Canada's Green Party says legal cannabis needs to be cheaper
Recreational cannabis has been legal in Canada for almost a year now, and while advocates in the US and Canada have worked for decades to make the drug legal, we’re just now seeing what the next steps in the process might be. Canada’s Green Party has laid out a plan for those next steps pretty well already: They claim that in order for legal cannabis to work and stabilize, prices will have to go down.
They’re not wrong. Legal cannabis is great — it provides money in the form of taxes, it gives medical and recreational users a safe and legal way to get access to the drug, and it prevents law enforcement from unfairly targeting minority citizens with trumped-up drug charges. But all of those benefits aren’t cheap, and the biggest problem so far with legal cannabis is that illegal cannabis is still thriving. When people can buy illicit cannabis (cannabis grown and sold without a license) for $3 a gram cheaper than legal cannabis, that market is going to continue to thrive, in Canada and also elsewhere.
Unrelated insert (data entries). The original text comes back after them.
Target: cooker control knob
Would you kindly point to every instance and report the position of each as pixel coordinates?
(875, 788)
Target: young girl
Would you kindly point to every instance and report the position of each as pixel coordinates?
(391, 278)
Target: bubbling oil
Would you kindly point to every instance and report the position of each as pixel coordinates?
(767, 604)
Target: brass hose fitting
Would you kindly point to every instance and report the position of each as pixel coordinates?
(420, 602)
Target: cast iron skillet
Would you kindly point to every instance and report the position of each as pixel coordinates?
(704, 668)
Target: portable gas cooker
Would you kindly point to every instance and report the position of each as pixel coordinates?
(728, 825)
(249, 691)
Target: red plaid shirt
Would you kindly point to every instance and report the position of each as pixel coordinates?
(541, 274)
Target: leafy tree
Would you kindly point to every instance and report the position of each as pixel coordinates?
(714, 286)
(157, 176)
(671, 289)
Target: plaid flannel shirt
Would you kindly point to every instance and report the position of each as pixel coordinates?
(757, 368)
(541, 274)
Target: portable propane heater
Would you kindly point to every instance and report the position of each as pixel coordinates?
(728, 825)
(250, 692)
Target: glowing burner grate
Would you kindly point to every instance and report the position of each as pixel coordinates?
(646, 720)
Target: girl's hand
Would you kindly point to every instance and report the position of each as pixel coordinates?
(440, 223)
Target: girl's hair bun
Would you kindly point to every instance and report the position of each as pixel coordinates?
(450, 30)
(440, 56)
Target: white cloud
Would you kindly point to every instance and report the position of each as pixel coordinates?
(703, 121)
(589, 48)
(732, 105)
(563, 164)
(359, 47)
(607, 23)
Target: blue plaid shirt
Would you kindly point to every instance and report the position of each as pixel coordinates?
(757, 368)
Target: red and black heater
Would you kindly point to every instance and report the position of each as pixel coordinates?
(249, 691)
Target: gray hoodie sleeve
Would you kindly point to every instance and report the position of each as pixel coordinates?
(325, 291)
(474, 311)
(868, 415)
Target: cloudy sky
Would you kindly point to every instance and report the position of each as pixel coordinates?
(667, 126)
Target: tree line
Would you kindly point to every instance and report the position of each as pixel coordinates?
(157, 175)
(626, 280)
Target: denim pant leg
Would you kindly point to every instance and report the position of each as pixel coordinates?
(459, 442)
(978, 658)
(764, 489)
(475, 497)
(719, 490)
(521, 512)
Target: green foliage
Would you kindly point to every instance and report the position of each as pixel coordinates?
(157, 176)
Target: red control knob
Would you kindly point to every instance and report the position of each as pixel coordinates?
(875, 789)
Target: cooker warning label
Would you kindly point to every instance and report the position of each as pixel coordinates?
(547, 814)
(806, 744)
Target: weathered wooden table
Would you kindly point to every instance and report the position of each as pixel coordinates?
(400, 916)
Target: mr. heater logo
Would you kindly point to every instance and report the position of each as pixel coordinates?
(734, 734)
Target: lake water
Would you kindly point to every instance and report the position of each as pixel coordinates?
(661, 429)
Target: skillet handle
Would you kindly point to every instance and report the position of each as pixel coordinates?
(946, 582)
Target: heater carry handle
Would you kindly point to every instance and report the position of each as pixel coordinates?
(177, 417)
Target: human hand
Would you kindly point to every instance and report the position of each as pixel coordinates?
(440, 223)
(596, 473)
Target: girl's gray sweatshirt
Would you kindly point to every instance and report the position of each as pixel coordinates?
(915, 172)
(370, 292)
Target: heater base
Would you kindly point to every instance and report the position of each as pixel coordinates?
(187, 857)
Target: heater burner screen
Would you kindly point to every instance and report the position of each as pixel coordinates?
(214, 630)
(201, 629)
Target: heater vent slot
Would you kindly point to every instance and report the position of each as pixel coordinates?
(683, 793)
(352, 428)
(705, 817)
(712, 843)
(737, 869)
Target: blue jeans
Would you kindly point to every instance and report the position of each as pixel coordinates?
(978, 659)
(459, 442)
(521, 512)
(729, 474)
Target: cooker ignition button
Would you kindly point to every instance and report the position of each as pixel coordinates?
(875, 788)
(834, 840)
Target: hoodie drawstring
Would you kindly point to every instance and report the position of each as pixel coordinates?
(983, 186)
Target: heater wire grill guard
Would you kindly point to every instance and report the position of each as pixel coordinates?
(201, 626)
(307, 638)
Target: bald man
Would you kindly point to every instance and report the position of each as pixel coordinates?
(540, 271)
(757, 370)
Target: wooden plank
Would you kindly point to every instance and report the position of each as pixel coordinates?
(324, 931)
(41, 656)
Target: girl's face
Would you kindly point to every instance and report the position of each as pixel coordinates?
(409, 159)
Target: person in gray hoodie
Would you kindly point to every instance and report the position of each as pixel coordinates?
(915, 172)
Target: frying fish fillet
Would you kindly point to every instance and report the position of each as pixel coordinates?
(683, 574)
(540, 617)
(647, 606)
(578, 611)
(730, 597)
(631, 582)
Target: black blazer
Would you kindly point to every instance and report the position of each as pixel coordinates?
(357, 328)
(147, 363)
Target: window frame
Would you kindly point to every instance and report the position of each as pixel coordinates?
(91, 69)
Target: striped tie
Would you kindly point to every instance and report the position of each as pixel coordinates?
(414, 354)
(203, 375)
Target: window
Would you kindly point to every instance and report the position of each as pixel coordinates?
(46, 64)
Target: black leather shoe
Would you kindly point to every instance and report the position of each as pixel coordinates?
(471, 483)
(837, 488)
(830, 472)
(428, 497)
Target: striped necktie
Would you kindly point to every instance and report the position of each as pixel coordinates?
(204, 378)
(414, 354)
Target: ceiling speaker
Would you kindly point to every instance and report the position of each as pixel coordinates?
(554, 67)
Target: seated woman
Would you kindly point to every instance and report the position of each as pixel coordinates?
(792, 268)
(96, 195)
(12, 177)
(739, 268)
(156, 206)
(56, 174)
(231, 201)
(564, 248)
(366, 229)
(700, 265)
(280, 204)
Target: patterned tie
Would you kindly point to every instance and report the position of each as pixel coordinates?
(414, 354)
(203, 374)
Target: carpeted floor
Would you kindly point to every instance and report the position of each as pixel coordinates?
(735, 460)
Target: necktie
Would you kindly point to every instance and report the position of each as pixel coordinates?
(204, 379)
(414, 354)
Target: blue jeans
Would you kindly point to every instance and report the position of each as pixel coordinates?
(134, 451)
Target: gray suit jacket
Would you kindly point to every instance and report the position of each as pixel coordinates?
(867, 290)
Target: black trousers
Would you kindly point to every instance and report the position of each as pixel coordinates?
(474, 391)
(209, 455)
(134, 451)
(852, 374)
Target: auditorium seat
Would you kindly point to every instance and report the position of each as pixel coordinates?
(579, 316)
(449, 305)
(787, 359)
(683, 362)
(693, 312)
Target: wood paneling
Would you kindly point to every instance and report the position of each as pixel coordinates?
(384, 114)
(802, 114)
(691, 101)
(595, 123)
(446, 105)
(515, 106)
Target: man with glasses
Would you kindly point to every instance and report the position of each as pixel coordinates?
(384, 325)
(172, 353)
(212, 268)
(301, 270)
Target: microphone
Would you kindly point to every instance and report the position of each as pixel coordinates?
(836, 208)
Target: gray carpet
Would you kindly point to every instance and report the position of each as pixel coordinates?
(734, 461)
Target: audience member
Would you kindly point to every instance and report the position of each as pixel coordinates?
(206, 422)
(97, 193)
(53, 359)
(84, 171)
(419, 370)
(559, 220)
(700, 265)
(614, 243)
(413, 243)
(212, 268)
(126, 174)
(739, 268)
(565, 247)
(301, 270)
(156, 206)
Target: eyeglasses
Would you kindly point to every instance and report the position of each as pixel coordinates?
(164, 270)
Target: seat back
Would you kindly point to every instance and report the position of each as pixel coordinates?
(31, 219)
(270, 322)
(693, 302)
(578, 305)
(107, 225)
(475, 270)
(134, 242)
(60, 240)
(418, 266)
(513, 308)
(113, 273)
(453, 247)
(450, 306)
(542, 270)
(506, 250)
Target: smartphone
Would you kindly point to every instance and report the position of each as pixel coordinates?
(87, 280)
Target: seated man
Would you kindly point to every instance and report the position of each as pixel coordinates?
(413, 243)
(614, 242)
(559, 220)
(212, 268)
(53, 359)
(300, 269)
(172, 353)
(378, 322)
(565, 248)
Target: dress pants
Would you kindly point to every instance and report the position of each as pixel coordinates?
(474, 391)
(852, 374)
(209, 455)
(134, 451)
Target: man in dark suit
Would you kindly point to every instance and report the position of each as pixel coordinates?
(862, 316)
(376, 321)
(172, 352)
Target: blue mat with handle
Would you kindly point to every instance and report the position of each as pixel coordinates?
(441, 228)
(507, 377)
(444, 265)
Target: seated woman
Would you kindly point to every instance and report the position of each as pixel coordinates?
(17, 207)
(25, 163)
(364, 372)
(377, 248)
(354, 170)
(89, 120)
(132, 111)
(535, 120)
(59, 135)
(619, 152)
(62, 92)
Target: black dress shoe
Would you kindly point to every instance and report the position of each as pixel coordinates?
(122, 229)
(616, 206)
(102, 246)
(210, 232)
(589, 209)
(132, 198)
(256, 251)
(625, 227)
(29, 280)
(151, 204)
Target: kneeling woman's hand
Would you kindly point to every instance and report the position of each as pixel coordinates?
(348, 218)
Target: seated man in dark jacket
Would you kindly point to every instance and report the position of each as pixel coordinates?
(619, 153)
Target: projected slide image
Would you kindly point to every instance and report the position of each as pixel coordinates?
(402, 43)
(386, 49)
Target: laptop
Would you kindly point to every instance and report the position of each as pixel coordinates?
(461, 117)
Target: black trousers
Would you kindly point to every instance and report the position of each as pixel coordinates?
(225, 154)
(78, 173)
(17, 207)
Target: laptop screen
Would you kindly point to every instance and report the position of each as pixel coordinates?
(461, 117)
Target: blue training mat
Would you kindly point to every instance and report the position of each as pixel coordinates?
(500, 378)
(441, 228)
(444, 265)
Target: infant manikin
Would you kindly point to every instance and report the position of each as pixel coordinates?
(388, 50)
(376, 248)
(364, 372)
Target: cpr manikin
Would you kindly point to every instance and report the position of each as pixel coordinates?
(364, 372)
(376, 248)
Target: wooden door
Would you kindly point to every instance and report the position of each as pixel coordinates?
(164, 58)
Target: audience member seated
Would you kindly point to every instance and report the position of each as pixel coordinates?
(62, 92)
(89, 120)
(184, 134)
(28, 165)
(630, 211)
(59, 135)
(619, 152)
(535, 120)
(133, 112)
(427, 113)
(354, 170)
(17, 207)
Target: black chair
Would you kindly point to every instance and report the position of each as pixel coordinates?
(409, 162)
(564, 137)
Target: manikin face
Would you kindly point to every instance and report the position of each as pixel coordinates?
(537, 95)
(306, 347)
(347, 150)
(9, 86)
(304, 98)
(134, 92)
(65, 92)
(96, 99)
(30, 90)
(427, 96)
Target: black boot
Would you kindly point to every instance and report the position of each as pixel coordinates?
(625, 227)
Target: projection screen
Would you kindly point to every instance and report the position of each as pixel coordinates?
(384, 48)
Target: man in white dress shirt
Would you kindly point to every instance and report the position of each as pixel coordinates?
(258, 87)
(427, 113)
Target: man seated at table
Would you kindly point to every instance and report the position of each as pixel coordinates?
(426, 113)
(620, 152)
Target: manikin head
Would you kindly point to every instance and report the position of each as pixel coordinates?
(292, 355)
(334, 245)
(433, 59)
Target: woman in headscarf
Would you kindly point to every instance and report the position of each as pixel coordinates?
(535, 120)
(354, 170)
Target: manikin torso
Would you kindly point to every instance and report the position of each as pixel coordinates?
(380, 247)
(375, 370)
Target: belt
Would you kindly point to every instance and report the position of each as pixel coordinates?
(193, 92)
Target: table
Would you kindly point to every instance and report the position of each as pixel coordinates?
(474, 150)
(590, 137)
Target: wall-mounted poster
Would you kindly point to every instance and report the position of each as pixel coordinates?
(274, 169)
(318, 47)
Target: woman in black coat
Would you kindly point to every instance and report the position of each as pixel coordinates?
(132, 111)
So what’s the solution? Lowering taxes is one easy solution — while that does take away from the state’s benefits, taxes are still relatively high (and lowering taxes to clear the illicit market would make it easier to eventually raise taxes later). But that’s not the only idea. The Green Party also suggests that eliminating some expensive requirements for packaging could help, along with eliminating some of the strict requirements on outdoor growing. Allowing more licenses for growing and selling would also help the legal market stabilize (and, no surprise, would likely increase revenues and market size, increasing tax revenue in turn).
For many years, legalization was the main goal of cannabis advocates — the fight was just to release the burden that prohibition was putting, on both the judicial system and on people who needed cannabis for medicine. Now, in Canada at least, that fight has been won, and it’s time to tweak things and make sure that the market for legal cannabis succeeds. If the legal market isn’t given the tools it needs to fight back the illicit market, then the choice to legalize won’t be nearly as effective or helpful as it was meant to be.